Les anges de New York de Roger Jon Ellory (Sonatine éditions)

Il fallait bien que cela arrive : le voilà le roman de Roger Jon Ellory qui m’a déçu. Après le formidable Seul le silence, le très bon Vendetta et sa fin inattendue, le très bon Les Anonymes dont l’intrigue rappelait quelques passages peu glorieux des activités de la CIA, Les anges de New York nous plongent dans l’histoire de la police de New York, le NYPD ou New York Police Department et ses relations avec la mafia.

Dire que j’attends les romans de Roger Jon Ellory avec une impatience de gamin devant ses cadeaux de Noel est une évidence. Depuis Seul le silence, je trouve chez cet auteur un style hypnotique, allié à une profondeur psychologique de ses personnages qui fait que je suis emporté, emballé, pressé d’avancer dans ma lecture pour connaitre une fin que, rarement, j’arrive à deviner.

Et dans Les anges de New York, pas besoin d’attendre la fin pour m’apercevoir que la recette ne fonctionne pas. Dès le début, la présentation du personnage est banale, balourde, trop évidente, pleine de clichés (d’aucuns diraient des poncifs). Frank Parish est inspecteur au NYPD, malheureux en ménage car divorcé, alcoolique, écrasé par la réputation sans taches de son père, idole du NYPD dans les années 70.
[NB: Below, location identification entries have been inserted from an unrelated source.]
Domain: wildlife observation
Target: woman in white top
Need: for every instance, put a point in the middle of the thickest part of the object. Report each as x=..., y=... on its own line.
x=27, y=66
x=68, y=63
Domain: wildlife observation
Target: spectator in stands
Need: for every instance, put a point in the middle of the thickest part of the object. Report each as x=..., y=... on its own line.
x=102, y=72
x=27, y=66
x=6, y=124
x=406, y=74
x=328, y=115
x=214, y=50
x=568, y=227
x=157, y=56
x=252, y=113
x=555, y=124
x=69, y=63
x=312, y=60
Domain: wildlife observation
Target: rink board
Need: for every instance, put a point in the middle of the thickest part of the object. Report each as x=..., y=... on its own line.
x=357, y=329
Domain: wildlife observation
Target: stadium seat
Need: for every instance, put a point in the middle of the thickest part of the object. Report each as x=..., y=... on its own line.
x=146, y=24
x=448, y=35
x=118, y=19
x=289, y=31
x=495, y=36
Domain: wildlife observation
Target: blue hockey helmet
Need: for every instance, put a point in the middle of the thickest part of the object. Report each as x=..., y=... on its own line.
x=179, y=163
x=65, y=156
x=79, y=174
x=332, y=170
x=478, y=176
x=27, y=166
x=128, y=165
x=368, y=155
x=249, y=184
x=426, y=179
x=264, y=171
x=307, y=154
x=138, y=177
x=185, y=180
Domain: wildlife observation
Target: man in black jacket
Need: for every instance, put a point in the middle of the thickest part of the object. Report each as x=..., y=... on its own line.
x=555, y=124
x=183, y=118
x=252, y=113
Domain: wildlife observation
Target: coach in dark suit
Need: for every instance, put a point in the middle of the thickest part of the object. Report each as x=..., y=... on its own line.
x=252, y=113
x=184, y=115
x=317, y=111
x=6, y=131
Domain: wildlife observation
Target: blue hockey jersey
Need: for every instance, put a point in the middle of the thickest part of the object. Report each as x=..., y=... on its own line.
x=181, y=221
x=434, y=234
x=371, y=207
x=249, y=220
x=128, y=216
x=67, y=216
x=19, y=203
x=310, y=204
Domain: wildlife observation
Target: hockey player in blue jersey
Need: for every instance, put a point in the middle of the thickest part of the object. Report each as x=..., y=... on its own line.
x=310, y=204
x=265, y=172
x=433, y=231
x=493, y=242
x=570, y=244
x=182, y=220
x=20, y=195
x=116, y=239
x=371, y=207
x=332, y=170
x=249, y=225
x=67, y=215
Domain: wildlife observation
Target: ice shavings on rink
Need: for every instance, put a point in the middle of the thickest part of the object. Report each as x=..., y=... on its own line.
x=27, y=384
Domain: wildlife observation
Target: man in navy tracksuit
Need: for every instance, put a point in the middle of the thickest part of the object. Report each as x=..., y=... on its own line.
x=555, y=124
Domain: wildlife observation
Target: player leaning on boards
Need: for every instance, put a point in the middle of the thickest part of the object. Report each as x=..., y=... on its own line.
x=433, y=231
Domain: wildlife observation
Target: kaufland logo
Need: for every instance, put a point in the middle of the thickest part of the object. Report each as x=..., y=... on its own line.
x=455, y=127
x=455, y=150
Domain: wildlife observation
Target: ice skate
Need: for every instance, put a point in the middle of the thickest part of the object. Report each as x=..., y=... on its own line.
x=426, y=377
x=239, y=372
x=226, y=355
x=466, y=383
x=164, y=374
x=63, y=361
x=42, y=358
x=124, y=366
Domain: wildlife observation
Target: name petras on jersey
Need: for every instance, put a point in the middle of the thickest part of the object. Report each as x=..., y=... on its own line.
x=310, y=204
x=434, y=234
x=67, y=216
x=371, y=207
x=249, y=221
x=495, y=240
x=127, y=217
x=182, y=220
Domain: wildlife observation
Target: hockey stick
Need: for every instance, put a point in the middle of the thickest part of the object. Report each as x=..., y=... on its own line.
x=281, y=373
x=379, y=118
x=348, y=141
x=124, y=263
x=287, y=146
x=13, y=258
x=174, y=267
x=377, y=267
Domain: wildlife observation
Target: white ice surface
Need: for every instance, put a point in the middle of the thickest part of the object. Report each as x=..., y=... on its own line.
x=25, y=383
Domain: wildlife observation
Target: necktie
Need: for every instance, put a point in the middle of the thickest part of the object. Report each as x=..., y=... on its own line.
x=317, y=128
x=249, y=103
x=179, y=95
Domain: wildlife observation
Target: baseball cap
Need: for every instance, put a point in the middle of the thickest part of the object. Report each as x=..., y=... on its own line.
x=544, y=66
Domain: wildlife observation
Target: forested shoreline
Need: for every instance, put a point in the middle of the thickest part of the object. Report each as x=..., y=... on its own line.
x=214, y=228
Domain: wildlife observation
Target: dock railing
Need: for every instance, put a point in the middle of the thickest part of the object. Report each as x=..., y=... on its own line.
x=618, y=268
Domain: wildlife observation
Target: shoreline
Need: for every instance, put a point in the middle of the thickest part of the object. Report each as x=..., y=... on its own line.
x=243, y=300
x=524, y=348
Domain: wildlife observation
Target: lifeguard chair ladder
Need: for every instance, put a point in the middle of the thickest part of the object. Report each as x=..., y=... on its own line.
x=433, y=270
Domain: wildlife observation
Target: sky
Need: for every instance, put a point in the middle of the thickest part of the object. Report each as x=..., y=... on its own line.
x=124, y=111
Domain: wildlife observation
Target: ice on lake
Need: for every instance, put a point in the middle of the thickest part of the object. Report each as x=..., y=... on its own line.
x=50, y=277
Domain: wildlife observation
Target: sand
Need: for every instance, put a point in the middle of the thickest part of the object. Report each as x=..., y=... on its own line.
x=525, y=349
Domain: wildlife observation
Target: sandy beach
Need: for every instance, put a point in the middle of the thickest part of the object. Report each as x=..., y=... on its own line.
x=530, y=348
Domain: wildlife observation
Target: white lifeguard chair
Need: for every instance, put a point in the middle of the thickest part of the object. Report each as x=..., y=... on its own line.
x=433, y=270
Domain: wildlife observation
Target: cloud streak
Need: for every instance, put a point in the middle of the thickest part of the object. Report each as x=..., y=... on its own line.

Evidemment, il est malaimé de ses compatriotes, son dernier partenaire étant d’ailleurs mort en mission. Alors, son chef l’envoie chez une psychologue, Marie Griffin, qui va lui demander de parler de son père. Là, le lecteur que je suis se pose la question : alors qu’elle doit comprendre pourquoi il est agressif (et les dialogues sonnent faux comme j’en lis rarement !), pourquoi décide-t-elle de s’intéresser au père de Frank ?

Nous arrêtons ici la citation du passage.